Die Berliner City Tax entwickelt sich für den Finanzsenator Matthias Kollatz-Ahnen (SPD) zu einem Erfolgsmodell. Aus der Übernachtungssteuer, die seit Januar 2014 gilt, flossen im vergangenen Jahr 29,1 Millionen Euro in die Landeskasse. In diesem Jahr rechnet die Finanzverwaltung sogar mit Einnahmen bis zu 40 Millionen Euro. Ursprünglich waren nur 25 Millionen Euro jährlich für die City Tax eingeplant. Die Steuer beträgt fünf Prozent des Übernachtungspreises, Geschäftsreisende zahlen nicht.

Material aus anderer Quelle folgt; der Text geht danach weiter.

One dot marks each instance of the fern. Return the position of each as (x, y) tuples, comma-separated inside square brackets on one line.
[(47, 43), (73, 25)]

Von den Mehreinnahmen profitieren kulturelle, touristische und sportbezogene Projekte, für die 2015 jeweils 3,3 Millionen Euro abgezweigt werden sollen. Diese Ausgaben bleiben aber gesperrt, bis klar ist, ob die City Tax rechtmäßig ist. Inzwischen lägen 16 Klagen „hinsichtlich der Verfassungsmäßigkeit der Übernachtungssteuer“ vor, teilte die Finanzverwaltung dem Hauptausschuss des Abgeordnetenhauses mit. Dazu zählt eine Musterklage des Hotel- und Gaststättenverbands Berlin (Dehoga). Das Finanzgericht Berlin-Brandenburg hat bisher keinen Verhandlungstermin festgelegt. In einem zusätzlichen Eilverfahren, mit dem der Vollzug der City Tax gestoppt werden soll, hat das Gericht noch keine Entscheidung getroffen.